Stress echocardiography (SE) may be a good alternative to coronary computed tomography angiography (CCTA) when triaging patients with chest pain in the emergency department, a new study suggests.
“When we compared stress echocardiography and CCTA, we saw that stress echocardiography was able to discharge more patients who came to the emergency department for chest pain and in a faster timeframe,” Dr. Jeffrey M. Levsky of Montefiore Medical Center and Albert Einstein College of Medicine in New York City told Reuters Health by phone.
“Triage and fast decision-making are the order of the day, so it was surprising that stress echo, which is sometimes considered slower, was so good in this role,” he added.
Dr. Levsky and colleagues compared CCTA with SE in patients who presented to an urban academic emergency department with low-to-intermediate-risk acute chest pain, no known coronary artery disease and a negative initial serum troponin level. Their findings were published online June 13 in JACC Cardiovascular Imaging.
The team randomly assigned 400 consecutive patients to either immediate CCTA or immediate SE. The participants averaged 55 years of age, 43% were women and most belonged to ethnic minorities (46% Hispanic, 32% African American).
At presentation, 39 (19%) of CCTA patients and 22 (11%) of SE patients were hospitalized (P=0.026). The median length of stay in the ED for discharged patients was 5.4 hours for patients who underwent CCTA and 4.7 hours for those who underwent SE (P<0.001). The median length of stay in the hospital was also shorter for SE patients (34 hours vs. 58 hours, P=0.002).
During a median follow-up of 24 months, 11 major adverse cardiovascular events were reported in the CCTA group compared with seven in the SE group (P=0.47).
The median and mean complete initial work-up radiation exposures were 6.5 mSv and 7.7 mSv, respectively, in the CCTA group versus 0 mSv and 0.96 mSv in the SE group (P<0.001).
“A lot of people look at coronary CCTA as the up-and-coming method for making a diagnosis quickly in the emergency department setting. Stress echo is a bit of a forgotten test that people don’t consider as seriously for this job,” Dr. Levsky said.

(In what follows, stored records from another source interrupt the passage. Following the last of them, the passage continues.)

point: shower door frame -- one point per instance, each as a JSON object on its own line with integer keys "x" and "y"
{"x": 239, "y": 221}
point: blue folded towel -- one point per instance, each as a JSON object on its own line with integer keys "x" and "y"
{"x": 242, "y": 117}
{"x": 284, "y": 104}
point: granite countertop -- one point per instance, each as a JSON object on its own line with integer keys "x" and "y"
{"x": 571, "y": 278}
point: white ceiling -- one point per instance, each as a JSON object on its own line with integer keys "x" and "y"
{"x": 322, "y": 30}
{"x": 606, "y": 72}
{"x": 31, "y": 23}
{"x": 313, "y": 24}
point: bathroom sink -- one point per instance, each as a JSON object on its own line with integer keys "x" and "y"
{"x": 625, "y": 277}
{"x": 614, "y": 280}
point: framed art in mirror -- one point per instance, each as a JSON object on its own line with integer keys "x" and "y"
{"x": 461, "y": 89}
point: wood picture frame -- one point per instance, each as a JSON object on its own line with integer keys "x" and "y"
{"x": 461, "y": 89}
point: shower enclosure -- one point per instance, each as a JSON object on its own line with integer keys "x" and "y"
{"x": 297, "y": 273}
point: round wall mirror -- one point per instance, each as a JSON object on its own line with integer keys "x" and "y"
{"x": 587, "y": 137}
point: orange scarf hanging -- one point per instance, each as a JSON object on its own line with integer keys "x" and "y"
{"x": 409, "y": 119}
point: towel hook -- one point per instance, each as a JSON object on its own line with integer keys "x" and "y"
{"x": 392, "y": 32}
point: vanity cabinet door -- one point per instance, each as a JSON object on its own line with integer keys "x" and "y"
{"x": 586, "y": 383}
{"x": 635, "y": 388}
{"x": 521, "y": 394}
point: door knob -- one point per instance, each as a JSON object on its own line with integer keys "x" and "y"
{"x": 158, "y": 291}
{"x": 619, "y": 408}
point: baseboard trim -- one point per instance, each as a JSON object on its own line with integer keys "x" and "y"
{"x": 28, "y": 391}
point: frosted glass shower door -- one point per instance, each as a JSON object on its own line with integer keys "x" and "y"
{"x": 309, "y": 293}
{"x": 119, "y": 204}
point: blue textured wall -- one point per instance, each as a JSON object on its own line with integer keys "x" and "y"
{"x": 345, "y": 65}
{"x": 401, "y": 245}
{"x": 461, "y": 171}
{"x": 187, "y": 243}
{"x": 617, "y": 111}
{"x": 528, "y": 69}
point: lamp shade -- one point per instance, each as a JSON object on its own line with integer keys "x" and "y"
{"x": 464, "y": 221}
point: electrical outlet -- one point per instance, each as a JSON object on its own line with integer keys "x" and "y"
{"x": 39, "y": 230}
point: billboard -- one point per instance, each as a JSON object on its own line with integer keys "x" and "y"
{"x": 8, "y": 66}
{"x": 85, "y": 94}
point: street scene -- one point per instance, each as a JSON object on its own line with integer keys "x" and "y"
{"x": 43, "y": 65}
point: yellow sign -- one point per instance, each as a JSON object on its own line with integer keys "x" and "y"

“In our typical urban practice in the Bronx, our patients are very multiethnic and diverse. It’s always important to see how these tests perform in the real world,” he added.
Dr. Levsky said that the single recruitment site was a limitation of the study. “A strength of our study,” he added, “is that the trial was randomized and that the patients were followed for two years after their test. In many emergency department trials, patients are followed for just 30 days. We care much more about what happens over the long term. That’s a big difference.”
“It seems that CCTA results in more procedures on patients, such as cardiac catheterization and coronary artery bypass surgery,” Dr. Levsky observed. “We’d like to know if these procedures are really helping people. In some situations these procedures are life-saving. At other times, when we do more procedures, unfortunately, they don’t help patients.”
During the trial, the authors also developed a registry of patients who didn’t meet the trial’s inclusion criteria or refused to participate in the trial.
“The registry does not have the constraints of the strict entry and exclusion criteria of the randomized trial. We are studying the registry patients to get an idea about how the tests performed in the wider population,” he said.
“In our decision making, we should have a good balance between the radiation concerns, which favor stress echocardiography, and the comprehensiveness of how much we think we need to evaluate the patient at the present time,” he explained. “Coronary CT gives us much more information about subclinical heart disease and other potential chest pain causes.”
In a phone interview, Dr. Pamela S. Douglas of the Duke Clinical Research Institute of Duke University in Durham, North Carolina, commended the inclusion of minority racial and ethnic groups in the trial.
“But the small size is a concern, and the authors weren’t clear about what the patients were hospitalized for,” said Dr. Douglas, who wrote an editorial about the study.
“I think there are many ‘best’ tests to do in many patient settings. We should use the available test that fits the question being asked for that patient—whether it’s a diagnostic or a prognostic question—as well as that fits the patient’s characteristics,” she noted. “I’m in favor of precision testing, where the test choice is tailored to the individual rather than the one-size-fits-all, always doing the same test, whether it’s stress echo or CT.”